Is not the stand-off taking place within the EU somehow a re-run of the struggles that were precisely opposed to the notion of an European Empire imposing its rigid ‘Lex Europa’ over diverse peoples, by a centralized and aloof, authority?
Wherever one looks, it is evident that the post-war Establishment élites are on the backfoot. They maintain a studied panglossian hauteur. But whether it is in Britain, where a PM seems ready to sacrifice her own party’s future on the altar of maintaining the cosy nexus between big business and Brussels’ smug ambitions to be a global economic player, rivalling the US or China. Or, whether it is Trump’s readiness to put America’s financial system into fiscal and debt jeopardy, in order to keep the cogs and wheels of the Military Industrial Complex whirring and spinning comfortably – at a time when US government over-spending already threatens to break dollar ‘trust’.
Or, whether it is Europe, where the abrupt ECB reversal marks a huge conceptual failure … [i.e. the destruction and transfer of wealth from Eurozone savers, to rescue debtors; and from the general public to the banks, government and large corporations to rescue their balance sheets]. This has contributed materially to having turned the Eurozone into an economic zombie, and having radicalised a large and hostile constituency.
Or, whether it is manifest with the EU’s evident befuddlement upon China’s tectonic ‘landing’ at Rome last month, heralding the shift of the global trade ‘plates’. Maybe the EU leaders do ‘get it’ – that the EU is already on the slipway, gliding down towards ‘new waters’, slipping towards its sibling separation from the erstwhile ‘parental home’ of the trans–Atlantic relationship, to a new life in which a Chinese partner features. But if so, strategic thinking is not evident.

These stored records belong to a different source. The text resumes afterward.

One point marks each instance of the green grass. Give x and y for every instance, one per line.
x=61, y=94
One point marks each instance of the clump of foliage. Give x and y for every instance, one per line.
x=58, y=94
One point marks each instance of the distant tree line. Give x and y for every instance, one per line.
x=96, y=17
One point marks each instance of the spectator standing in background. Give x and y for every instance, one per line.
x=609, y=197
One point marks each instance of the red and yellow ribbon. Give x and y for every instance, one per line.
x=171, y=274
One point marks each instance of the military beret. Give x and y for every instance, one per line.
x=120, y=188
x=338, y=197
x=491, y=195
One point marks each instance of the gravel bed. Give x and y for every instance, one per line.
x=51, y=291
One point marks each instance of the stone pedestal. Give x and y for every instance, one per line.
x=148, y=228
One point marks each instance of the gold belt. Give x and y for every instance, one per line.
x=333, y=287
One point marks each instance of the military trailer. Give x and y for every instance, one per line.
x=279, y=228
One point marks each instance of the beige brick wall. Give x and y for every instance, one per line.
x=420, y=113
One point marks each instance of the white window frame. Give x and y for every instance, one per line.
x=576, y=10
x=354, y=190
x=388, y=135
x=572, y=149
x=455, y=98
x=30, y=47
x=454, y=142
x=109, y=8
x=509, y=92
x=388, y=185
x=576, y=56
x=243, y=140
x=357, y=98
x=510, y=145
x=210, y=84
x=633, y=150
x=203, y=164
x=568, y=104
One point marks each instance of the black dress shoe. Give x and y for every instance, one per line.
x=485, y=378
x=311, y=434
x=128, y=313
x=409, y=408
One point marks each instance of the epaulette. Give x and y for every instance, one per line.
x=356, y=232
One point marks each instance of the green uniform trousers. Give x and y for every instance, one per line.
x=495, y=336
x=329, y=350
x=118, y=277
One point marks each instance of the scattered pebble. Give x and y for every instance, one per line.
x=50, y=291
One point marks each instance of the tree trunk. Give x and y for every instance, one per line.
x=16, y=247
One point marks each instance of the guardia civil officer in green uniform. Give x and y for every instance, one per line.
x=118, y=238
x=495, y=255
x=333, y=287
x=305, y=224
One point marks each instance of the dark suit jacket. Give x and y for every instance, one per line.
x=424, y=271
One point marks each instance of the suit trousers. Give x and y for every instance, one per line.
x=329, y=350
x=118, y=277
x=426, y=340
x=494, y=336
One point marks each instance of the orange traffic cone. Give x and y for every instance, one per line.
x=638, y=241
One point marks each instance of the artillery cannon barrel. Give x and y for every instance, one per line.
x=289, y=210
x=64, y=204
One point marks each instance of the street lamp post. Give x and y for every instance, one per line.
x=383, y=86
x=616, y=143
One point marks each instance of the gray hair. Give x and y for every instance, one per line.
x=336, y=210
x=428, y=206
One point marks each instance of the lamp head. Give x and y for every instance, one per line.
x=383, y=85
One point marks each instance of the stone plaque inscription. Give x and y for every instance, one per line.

Or, whether it relates to Washington’s foreign-policy Establishment’s surprise at China and Russia’s assertive ‘spanner’ thrust into the ‘game’ of regime change being played-out in Venezuela; or by NATO-member Turkey insisting to buy Russia’s S400s, despite Washington’s threats; or (unimaginably), by tiny Jordan and Lebanon actually saying ‘no’ to the US (over Kushner’s plan to strip King Abdullah of his custodianship of Jerusalem’s al-Quds, or in Lebanon’s case, by declining to wage sanctions ‘war’ on its co-citizens).
The studied ‘front’ persists, but the cracks show. What is significant, and so interesting, is that the resistance now is percolating into the ranks of the ‘Establishment’ itself. (The Establishment was never homogenous, but internal revolt within its ranks was always cauterised easily, and the wound quickly healed-over). Not now – at least not so easily.
All in all, the post-war élites are shaken: the reaction to the Mueller Inquiry outturn (by Establishment outlier Trump), and EU Michel Barnier’s outburst that there are mischief-makers (Nigel Farage in particular), who actually “want to destroy the EU from inside; and others from outside”- are but two symptoms of psychic fracture in an erstwhile, sealed Cartesian mental retort. Core concepts are being challenged on many fronts.
An ancient European war of two ‘visions’ – between old-style conservatives (with a small ‘c’) that are instinctively suspicious of grand, utopian projects, and who prize autonomy and native institutions – is rebelling against the contemporary embrace of millenarianism.
This has re-emerged most furiously with Brexit; with Macron’s Jupiter-like conceit; with the scorn and non-conformism coming out from Italy; and from the undisguised disdain for EU ‘values’ emanating from Warsaw, Budapest, and other Visegrad capitals. Is it truly feasible for the EU to maintain their unbending stance, as challenges proliferate?
Yet, in spite of this catalogue; in spite of all the evidence surrounding us that we stand at the edge of one of those substantive inflection points, we just amble on, continuing as usual – sure that we will muddle through, somehow ‘okay’.
But will we? Why the unfurrowed sanguinity? We may be entering global recession. Yet neither the Fed, nor the ECB, have the weapons to deal with it (as they freely admit), beyond reverting to more money-printing, interest rate suppression and asset purchases. What will be the outcome then, this time? The Central Banks will print (already collectively $1 Trillion this first quarter). In past rounds of monetary inflation, cheap Chinese imports did repress western inflation. We could ‘print’ the cash, with seemingly no adverse blowback. And China effectively ‘lent us’ its growth stimulus, too.
But the adverse blowback was always there, just less visible. The ‘printing’ represented a huge transfer of wealth from one component of the public – to another. Can the fabric of our polity really assimilate any greater inequalities, without tearing apart, without exploding? Are not the Gillets Jaunes flashing a red warning signal? Apparently not. Markets continue to soar away. For sure, the consequences however, to the inevitable (now fully locked-in) monetary authorities’ response to stagnation, this time will be that the 60% will sink closer to the economic ‘cliff edge’, (whilst the 40% fly high) – and the young will become the new long-term unemployed.